The Atlanta Journal-Constitution

American character being demoralize­d in Trump era

- William Murchison

“Demoraliza­tion” is the word that currently burbles up at 3 a.m. like the red pepper flakes from a second helping of spaghetti. Demoraliza­tion is afoot. We must define it. We must think about it. We must, in the end, worry about it.

The definition of “demoralize,” from the Oxford English Dictionary: “Corrupt the morals or moral principles of; deprave.” From which I extrapolat­e: Demoraliza­tion means, in large part, accepting as fine and fitting and who-cares-anyway that which once you wouldn’t have accepted on account of principles seen as right and wise and honorable. It means lowering yourself. That is the prospect to be guarded against in this tumultuous: the lowering of the American character, its demoraliza­tion.

You guessed I was talking about the president? On account of his insulting, in the presidenti­al office last week, countries and peoples a U.S. president doesn’t normally insult in public, perhaps? No one should wonder at the fire and fury Trump’s reported remarks about supposedly primitive nations ignited. Their flame revealed much that is, well, demoralizi­ng.

Our president is walking, and has been, a pathway strewn with antiperson­nel mines and elephant traps. Pride, I have always heard, goeth before a fall, the kind of fall that awaits any personage in love with his own importance, never at fault, never guilty of bad judgment or behavior, in spite of “fake news.”

I want to make clear none of this is to disparage the political good that our president, or others in his name, have done in a year’s time — whacking regulation­s, cutting tax rates, naming explicit conservati­ves to the federal bench, etc.

It is all quite grand. Hillary Clinton wouldn’t have done the like. When, however, is our noble leader going to figure out that his personal style of democratic leadership — “Big I, Little You” — is neither democratic nor leader-like? It’s more the style of an “Arabian Nights” sultan than a representa­tive of the American people.

The argument for the Trumpian, you-go-to-hell style in politics is, look, we can’t wait for a class of debutantes to clean house after all those years of Clintons and Bushes.

Maybe not. But in democratic practice and theory, mere achievemen­t is rarely enough. Achievemen­t with finesse and respect for procedures, maximizing agreement, minimizing the opposition’s plans to pay you back, first chance they get — that’s what is wanted.

Most of all, you pay heed to the matter of tone in national affairs: to prudence, to generosity to friends and foes alike, to the requiremen­ts of honor, and to acknowledg­ment (however grudging) of what philosophe­rs quaintly call Truth.

A president serious about his duties won’t lessen the dignity of an office founded by George Washington, never mind such louts as may have lodged there since then.

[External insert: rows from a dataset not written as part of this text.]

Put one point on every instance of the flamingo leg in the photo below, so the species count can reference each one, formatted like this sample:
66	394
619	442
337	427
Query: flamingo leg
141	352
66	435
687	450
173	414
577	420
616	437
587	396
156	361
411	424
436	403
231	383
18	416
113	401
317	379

Donald Trump needs a more certain path, that’s for sure. Hooray for tax cuts! Hooray for Justice Neil Gorsuch! It’s not enough. The American people’s chief magistrate is leading them on a metaphoric­al walk through the outdoor accommodat­ions he made fun of as typical of lesser nations.

The eternal irony is that political victories can turn Pyrrhic: so costly as to send the outhouse ceiling crashing down. Outrage enough voters, and guess what. They turn you and your precious successes into targets for destructio­n — one more sad, still-preventabl­e consequenc­e of demoraliza­tion.